I'm working on a system that uses database content to produce PDFs in a variety of languages. I'm currently working on Armenian.
What we've developed so far uses pdfLaTeX. I made a special encoding to handle Armenian and got it all working, only to discover that the five ligatures in FreeSerif that had underscores in the glyph names ended up not being copyable or searchable. For example, copying the ligature glyph m_n_armenian ends up with "mn," and \pdfglyphtounicode doesn't seem able to override the default behavior of treating the ASCII letters separated by underscores as being the desired target characters for copying and pasting.

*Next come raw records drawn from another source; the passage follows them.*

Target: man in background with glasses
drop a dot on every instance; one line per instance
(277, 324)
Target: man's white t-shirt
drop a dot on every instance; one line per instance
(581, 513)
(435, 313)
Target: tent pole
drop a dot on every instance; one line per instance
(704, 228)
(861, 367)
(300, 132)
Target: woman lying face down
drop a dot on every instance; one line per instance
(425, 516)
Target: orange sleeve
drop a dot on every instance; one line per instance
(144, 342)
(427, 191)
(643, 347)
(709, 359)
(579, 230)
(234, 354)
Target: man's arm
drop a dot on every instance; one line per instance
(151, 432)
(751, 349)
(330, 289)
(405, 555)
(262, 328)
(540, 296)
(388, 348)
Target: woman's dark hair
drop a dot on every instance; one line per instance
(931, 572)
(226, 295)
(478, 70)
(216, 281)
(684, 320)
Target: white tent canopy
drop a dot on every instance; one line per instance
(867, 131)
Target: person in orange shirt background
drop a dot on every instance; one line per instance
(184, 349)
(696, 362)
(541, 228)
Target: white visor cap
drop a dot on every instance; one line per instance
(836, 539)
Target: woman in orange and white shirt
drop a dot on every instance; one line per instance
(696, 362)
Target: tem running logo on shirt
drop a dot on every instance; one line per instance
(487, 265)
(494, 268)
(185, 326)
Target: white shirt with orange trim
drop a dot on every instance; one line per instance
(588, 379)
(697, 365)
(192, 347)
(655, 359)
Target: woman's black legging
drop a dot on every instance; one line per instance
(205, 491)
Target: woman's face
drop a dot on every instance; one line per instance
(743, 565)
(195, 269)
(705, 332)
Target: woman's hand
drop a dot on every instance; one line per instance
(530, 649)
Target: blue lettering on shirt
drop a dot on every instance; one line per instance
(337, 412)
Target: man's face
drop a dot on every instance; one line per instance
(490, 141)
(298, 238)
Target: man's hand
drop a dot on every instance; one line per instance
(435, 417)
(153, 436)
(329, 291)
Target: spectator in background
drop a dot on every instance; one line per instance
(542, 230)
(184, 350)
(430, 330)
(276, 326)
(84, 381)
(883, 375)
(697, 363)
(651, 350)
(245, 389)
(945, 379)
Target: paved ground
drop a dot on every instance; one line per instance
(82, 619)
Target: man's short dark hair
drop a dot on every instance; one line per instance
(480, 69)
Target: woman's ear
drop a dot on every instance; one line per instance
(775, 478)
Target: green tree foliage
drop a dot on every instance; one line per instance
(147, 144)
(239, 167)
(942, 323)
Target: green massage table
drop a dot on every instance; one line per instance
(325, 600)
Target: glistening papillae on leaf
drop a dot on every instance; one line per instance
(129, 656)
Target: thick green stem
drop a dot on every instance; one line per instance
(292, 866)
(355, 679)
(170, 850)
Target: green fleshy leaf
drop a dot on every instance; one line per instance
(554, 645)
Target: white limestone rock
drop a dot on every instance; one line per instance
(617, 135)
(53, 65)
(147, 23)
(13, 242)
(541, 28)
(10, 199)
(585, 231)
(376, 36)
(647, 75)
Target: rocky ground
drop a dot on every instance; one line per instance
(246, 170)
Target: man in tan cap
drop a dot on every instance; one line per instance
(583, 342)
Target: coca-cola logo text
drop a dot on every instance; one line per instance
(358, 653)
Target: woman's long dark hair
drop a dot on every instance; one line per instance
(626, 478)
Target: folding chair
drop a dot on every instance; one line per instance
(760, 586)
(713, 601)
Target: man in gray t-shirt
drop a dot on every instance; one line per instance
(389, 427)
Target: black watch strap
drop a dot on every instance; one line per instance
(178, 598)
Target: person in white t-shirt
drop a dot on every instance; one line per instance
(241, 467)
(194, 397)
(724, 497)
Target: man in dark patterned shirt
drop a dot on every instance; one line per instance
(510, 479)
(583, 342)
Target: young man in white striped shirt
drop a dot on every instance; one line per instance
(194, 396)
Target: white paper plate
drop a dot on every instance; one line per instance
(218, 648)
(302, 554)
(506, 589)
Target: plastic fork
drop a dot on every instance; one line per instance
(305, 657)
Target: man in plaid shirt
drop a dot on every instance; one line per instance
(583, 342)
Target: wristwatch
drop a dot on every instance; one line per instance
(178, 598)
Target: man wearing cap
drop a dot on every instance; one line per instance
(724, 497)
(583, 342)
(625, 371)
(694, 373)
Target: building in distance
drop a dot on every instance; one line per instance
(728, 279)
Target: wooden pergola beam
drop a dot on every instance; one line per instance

I explored using XeLaTeX, but found that colored footnotes spanning multiple pages lose their color on the second page. pdfcolfoot fixes this problem in pdfLaTeX, but the required color stacks aren't available in XeLaTeX.
Having just discovered that LuaLaTeX doesn't have this limitation, I'm checking to see if it will do what I want it to do. Given that LuaLaTeX seems to be the successor to pdfLaTeX, we should probably move that direction if LuaLaTeX can do everything we need done.

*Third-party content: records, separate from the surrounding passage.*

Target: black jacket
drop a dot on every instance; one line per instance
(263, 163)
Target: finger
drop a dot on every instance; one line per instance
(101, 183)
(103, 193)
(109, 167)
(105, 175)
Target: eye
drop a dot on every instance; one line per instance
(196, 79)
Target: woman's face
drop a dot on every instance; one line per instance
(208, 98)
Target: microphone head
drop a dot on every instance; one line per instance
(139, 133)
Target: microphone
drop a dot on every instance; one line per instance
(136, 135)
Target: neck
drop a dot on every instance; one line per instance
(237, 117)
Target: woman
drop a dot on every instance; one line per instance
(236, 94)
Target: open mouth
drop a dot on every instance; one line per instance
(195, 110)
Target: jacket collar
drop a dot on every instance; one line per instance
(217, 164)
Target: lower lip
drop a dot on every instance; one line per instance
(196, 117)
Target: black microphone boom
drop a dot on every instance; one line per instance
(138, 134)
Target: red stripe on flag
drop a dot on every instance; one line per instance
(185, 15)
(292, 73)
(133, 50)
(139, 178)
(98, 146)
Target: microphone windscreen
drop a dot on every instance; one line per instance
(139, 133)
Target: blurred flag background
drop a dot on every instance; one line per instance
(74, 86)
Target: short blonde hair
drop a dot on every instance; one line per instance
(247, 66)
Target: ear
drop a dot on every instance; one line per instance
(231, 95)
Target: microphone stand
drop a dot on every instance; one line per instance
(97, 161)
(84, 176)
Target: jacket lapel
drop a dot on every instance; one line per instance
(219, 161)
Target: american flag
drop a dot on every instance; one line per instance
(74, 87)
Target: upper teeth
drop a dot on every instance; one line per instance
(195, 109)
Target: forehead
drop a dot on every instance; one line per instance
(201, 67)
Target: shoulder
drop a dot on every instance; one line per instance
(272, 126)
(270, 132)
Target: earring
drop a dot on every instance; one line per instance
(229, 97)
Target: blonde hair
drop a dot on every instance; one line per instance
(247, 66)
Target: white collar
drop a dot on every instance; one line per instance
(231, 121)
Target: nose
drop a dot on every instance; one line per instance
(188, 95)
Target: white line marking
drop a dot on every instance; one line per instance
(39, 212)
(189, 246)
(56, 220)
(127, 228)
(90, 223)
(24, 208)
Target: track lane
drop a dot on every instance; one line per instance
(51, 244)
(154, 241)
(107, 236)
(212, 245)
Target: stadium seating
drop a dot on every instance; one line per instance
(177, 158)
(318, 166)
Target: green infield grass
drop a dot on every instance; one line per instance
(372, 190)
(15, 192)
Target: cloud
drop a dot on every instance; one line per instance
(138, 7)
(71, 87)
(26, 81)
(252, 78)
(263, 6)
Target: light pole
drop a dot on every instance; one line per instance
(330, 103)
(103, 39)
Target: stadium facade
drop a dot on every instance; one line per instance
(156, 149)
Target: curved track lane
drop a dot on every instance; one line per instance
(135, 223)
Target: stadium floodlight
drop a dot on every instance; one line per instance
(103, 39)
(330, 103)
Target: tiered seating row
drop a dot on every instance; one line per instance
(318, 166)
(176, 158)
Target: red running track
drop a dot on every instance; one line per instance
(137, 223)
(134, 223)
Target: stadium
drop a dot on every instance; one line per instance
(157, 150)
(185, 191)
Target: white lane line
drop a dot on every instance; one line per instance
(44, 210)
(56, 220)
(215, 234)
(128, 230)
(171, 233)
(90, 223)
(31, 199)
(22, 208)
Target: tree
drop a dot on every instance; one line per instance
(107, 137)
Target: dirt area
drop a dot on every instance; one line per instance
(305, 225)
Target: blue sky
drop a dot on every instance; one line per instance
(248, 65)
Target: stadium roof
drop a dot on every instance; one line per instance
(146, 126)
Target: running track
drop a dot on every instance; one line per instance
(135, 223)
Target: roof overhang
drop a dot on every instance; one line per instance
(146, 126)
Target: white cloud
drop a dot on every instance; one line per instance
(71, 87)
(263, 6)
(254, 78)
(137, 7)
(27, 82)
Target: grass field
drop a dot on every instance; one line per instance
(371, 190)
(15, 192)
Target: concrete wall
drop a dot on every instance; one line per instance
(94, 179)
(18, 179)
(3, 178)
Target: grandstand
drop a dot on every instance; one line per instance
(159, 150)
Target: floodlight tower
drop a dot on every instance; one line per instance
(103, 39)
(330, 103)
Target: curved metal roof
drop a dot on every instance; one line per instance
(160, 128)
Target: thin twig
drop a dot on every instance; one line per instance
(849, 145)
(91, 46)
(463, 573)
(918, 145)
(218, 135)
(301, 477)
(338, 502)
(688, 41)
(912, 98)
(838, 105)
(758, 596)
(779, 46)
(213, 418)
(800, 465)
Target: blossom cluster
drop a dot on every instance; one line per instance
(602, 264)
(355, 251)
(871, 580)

\documentclass[14pt]{memoir}
\usepackage{fontspec}
\setmainfont[Script=Armenian]{Freeserif}
\pdfcompresslevel=0
\begin{document}
ﬓ ﬔ ﬕ ﬖ ﬗ
մն մե մի վն մխ
\end{document}
The first line of text above contains the five Armenian ligatures in question, unicode characters FB13 through FB17. The second line are the total of ten characters that make up these five ligatures, from the range 0500 to 05FF. Compiling this with LuaLaTeX, I end up with two lines of the five ligatures displayed correctly. But when I copy and paste, I end up with two lines of five ligatures, not the ten characters.
I want to override this default behavior. I want the cmap in the PDF to specify:
<1BF9> <05740576>
<1BFA> <05740565>
<1BFB> <0574056B>
<1BFC> <057E0576>
<1BFD> <0574056D>
instead of:
<1BF9> <1BFD> <FB13>
But I can't figure out how to alter the cmaps at all via LuaLaTeX. I've found http://www.luatex.org/svn/branches/0.70.x/source/texk/web2c/luatexdir/font/tounicode.w but I'm not sure that the functions there are accessible via macros.

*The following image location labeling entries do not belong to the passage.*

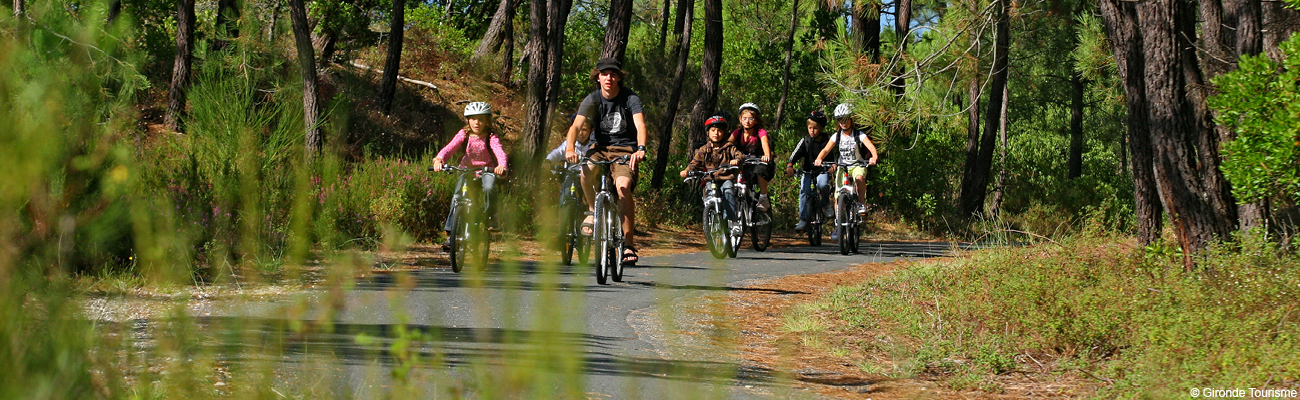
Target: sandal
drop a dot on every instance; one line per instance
(629, 255)
(588, 226)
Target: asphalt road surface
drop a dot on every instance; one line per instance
(532, 330)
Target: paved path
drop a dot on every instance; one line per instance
(544, 333)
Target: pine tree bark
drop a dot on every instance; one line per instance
(557, 20)
(902, 26)
(975, 183)
(616, 30)
(710, 69)
(685, 8)
(534, 122)
(866, 27)
(1121, 22)
(226, 24)
(1000, 185)
(785, 68)
(1174, 130)
(185, 21)
(663, 27)
(507, 57)
(1075, 162)
(498, 30)
(393, 65)
(307, 65)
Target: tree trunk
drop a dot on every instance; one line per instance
(1174, 131)
(307, 65)
(557, 20)
(497, 30)
(683, 51)
(397, 30)
(710, 68)
(185, 21)
(226, 24)
(534, 122)
(866, 26)
(971, 130)
(616, 29)
(902, 26)
(663, 27)
(1075, 164)
(785, 69)
(975, 183)
(1279, 22)
(1000, 185)
(1121, 22)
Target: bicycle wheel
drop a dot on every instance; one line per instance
(762, 231)
(567, 238)
(601, 240)
(616, 240)
(454, 252)
(841, 222)
(737, 239)
(715, 233)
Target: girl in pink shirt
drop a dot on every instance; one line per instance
(481, 148)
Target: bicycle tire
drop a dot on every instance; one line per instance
(458, 261)
(715, 233)
(601, 243)
(568, 230)
(616, 235)
(841, 222)
(762, 233)
(737, 240)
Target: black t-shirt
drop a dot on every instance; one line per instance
(611, 118)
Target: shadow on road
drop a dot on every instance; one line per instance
(454, 347)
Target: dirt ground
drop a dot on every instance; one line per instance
(765, 343)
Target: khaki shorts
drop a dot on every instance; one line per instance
(607, 153)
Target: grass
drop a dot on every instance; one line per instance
(1093, 305)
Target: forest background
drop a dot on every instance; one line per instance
(209, 142)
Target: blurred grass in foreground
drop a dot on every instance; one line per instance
(1093, 307)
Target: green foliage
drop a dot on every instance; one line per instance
(1136, 318)
(1261, 104)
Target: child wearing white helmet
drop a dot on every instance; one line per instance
(752, 139)
(481, 148)
(849, 139)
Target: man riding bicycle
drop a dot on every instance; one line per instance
(609, 109)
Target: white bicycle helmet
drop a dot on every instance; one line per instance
(841, 111)
(477, 108)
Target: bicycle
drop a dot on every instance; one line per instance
(718, 237)
(607, 225)
(814, 205)
(469, 239)
(572, 212)
(757, 224)
(846, 217)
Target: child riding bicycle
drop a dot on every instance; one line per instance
(850, 139)
(806, 153)
(715, 153)
(750, 138)
(481, 148)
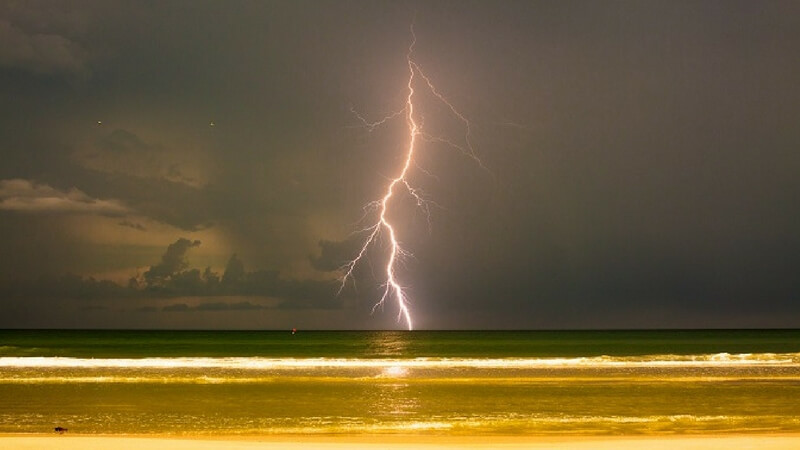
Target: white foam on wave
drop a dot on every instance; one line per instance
(400, 365)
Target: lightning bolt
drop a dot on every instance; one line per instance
(392, 286)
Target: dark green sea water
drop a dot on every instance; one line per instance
(609, 382)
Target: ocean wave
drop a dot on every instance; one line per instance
(396, 366)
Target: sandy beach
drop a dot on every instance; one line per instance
(80, 442)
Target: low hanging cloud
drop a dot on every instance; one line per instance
(28, 196)
(173, 261)
(213, 307)
(40, 52)
(172, 278)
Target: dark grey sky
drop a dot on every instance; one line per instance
(642, 157)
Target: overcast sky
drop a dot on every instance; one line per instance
(202, 164)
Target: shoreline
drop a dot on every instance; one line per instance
(762, 441)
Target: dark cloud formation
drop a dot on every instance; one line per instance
(642, 163)
(172, 265)
(213, 306)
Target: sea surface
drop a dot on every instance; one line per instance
(445, 382)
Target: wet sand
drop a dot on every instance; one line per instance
(394, 442)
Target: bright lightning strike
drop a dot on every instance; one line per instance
(392, 287)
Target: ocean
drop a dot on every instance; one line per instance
(387, 382)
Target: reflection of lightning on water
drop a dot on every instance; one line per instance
(392, 287)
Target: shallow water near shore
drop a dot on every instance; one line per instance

I think I need to keep the content of the PDFs identical to the content of the database. Otherwise, someone may take content from the database and search for it within a PDF, and never be able to find it since the ten characters when paired up are replaced by the ligature characters.
What should I do? Can the cmaps be tinkered with via LuaLaTeX? I have a much more difficult language to work with next, and I think I'm going to need this level of control over the cmaps.